MC Hammer literally can’t touch this. This Sunday, the hip hop legend will appear in a Super Bowl ad spot for Cheetos that plays on the snack food’s famous messiness.
The commercial features a man with cheese-dusted fingers avoiding chores like moving a couch or doing paperwork to the tune of Hammer’s hit single “U Can’t Touch This.”
Hammer himself pops up throughout the 30-second spot to sing his famous hook, including once as a mustachioed, sunglasses-wearing baby that the protagonist refuses to hold.
Given that this is the first Super Bowl spot for Cheetos in 11 years, the Frito-Lay-owned brand appears to have taken the go-big-or-go-home approach to Super Bowl marketing. No mere hired gun, Hammer waxed poetic to Cheddar about the beautiful bond between music and Cheetos.
“I think Cheetos and music go hand in hand because all of us as kids ate Cheetos,” he said. “You take the memory of food, the memory of music, combine them together, and you got something great.”
He also commented on the enduring appeal of “U Can’t Touch This”, which marked its 30th anniversary this year.
“It lives on because it still stimulates. Kids see it for the first time right now, and they start dancing. It’s a special gift that’s built inside the song,” he said.
When asked if the music industry would continue to produce lasting hits like his own, Hammer expressed confidence that it would. How they produce them is the question, he said.

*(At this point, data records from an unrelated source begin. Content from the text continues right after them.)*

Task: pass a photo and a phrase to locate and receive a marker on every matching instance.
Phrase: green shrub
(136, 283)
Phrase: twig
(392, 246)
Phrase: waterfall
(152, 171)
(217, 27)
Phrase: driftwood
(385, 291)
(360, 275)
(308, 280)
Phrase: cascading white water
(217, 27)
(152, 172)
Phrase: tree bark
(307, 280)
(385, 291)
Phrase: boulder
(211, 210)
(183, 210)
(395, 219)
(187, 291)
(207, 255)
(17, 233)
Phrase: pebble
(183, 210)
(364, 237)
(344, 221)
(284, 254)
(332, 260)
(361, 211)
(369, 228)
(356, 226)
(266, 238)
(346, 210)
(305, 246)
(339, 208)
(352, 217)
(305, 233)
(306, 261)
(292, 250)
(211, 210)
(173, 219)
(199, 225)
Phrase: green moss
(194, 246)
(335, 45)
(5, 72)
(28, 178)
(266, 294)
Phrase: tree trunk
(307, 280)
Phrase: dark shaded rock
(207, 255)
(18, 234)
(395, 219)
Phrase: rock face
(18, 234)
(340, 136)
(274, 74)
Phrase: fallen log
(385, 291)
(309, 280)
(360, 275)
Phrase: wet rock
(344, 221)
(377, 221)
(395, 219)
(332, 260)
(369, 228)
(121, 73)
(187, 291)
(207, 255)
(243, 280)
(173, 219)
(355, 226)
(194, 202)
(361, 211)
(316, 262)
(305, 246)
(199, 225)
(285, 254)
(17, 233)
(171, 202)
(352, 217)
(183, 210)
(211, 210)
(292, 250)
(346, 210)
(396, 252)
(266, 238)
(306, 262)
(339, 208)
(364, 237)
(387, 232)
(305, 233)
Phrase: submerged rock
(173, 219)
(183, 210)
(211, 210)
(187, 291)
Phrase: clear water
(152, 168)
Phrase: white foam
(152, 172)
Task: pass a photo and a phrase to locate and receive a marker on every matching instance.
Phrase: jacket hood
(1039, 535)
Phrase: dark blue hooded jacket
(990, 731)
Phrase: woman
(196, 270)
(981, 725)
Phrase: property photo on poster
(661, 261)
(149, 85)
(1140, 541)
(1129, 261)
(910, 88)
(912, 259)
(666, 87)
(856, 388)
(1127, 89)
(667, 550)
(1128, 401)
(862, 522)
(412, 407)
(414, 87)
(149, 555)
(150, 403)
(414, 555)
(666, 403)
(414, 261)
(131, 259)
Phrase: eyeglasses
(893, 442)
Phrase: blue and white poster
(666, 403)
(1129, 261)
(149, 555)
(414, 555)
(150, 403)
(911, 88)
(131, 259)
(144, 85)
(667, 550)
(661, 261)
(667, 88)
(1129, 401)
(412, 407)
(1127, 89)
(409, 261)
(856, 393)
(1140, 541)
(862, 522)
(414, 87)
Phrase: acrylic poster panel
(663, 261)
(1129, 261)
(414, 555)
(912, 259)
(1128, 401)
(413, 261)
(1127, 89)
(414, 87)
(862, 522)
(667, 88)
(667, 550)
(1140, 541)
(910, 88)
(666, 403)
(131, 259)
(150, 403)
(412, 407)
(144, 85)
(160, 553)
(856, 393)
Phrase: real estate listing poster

“We don’t know the platform. We don’t know if it’s a new AI algorithm that drives engagement and the sharing of music. We don’t know if it’s all going to be by suggestion,” Hammer said.
The most likely scenario, according to the rapper, is that artificial intelligence will produce the hit singles of the future.
“If machines can learn from machines, they could easily learn how to compose,” Hammer said. “They’re already doing it, but it’s going to get better and better. In the near future, you’ll have songs that are completely produced by AI.”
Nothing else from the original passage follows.